A thunderous collision dimmed the lights and the deck pitched sharply, sending half the bridge crew tumbling to starboard. Kirk held on to his chair until the inertial dampers and artificial gravity reset to normal. “Damage report!”

Spock hurried back to his station and checked the sensor readouts. “Dorsal shield buckling. Hull breach on Decks Three and Four, port side.”

Uhura interjected, “I have Captain Khatami, sir.”

“On-screen,” Kirk said. As soon as Khatami’s weary, bloodstained face appeared on the main viewscreen, Kirk asked, “How long until your warp drive’s back on line, Captain?”

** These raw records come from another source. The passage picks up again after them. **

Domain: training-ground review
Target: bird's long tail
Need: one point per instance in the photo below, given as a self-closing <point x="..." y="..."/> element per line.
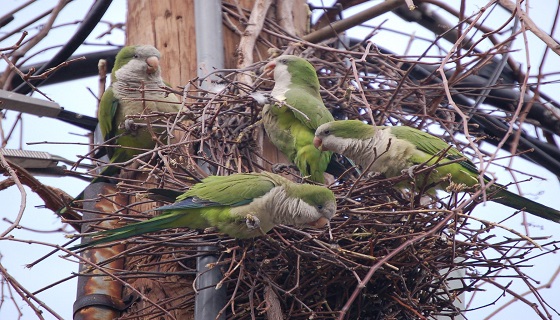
<point x="157" y="223"/>
<point x="518" y="202"/>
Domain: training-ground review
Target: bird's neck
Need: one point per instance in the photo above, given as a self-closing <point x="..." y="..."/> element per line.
<point x="149" y="88"/>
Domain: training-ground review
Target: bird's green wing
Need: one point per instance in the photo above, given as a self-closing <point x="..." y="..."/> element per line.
<point x="309" y="105"/>
<point x="432" y="145"/>
<point x="234" y="190"/>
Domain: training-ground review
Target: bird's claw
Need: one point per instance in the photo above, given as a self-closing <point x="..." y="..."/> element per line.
<point x="410" y="171"/>
<point x="252" y="222"/>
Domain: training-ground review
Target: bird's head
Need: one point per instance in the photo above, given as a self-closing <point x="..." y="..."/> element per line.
<point x="137" y="62"/>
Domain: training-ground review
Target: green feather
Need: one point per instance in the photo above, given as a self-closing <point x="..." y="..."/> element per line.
<point x="120" y="101"/>
<point x="427" y="149"/>
<point x="292" y="132"/>
<point x="223" y="202"/>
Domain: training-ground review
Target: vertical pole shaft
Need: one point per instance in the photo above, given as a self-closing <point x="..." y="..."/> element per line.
<point x="210" y="55"/>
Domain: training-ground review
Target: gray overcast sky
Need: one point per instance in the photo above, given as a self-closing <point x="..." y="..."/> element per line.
<point x="74" y="96"/>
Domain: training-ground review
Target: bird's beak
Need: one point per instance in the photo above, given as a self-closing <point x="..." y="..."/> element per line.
<point x="318" y="143"/>
<point x="269" y="68"/>
<point x="153" y="64"/>
<point x="319" y="223"/>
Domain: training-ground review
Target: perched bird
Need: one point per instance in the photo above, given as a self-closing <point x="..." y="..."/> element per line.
<point x="136" y="67"/>
<point x="243" y="205"/>
<point x="393" y="150"/>
<point x="291" y="124"/>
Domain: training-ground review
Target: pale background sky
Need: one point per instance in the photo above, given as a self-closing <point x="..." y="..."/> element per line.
<point x="75" y="97"/>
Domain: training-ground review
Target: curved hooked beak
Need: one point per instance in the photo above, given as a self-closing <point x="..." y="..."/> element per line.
<point x="153" y="64"/>
<point x="319" y="223"/>
<point x="318" y="143"/>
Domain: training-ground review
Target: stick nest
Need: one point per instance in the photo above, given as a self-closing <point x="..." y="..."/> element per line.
<point x="386" y="255"/>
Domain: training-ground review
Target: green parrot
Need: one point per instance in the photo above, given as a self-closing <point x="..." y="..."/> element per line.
<point x="243" y="205"/>
<point x="135" y="67"/>
<point x="297" y="85"/>
<point x="393" y="150"/>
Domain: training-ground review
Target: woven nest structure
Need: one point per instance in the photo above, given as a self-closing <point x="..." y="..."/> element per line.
<point x="386" y="255"/>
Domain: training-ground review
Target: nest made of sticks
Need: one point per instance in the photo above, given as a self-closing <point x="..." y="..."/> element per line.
<point x="386" y="255"/>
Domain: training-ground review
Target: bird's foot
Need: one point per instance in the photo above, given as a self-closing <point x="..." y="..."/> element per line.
<point x="252" y="222"/>
<point x="210" y="230"/>
<point x="410" y="171"/>
<point x="130" y="126"/>
<point x="281" y="167"/>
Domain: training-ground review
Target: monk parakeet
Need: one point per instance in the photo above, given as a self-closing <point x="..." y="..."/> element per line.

The transmission became hashed with interference as
Endeavour
weathered another jarring hit. Khatami coughed and waved away smoke.
“Any minute now. Go ahead without us.”

“With all respect, Captain: Not a chance. Signal us when you’re ready for warp speed. We’ll cover you till then. Kirk out.” He glanced at Uhura and made a quick slashing gesture, and she closed the transmission before Khatami could argue with him. “New plan. Sulu, stay on the
Endeavour
’s aft quarter and act as her shield until they recover warp power. Chekov, concentrate all fire aft—discourage the Tholians from chasing us. Spock, angle all deflector screens aft. Everyone else, get comfortable; we’re in for a very bumpy ride.”

35

Billions of radiant specks swam in the frigid darkness that surrounded Ming Xiong. Demonic howls and wails assailed him, but his eardrums were still ringing with tinnitus from the sharp crack of the isolation chamber’s reinforced door exploding away from its frame and pealing the distant bulkhead like a church bell.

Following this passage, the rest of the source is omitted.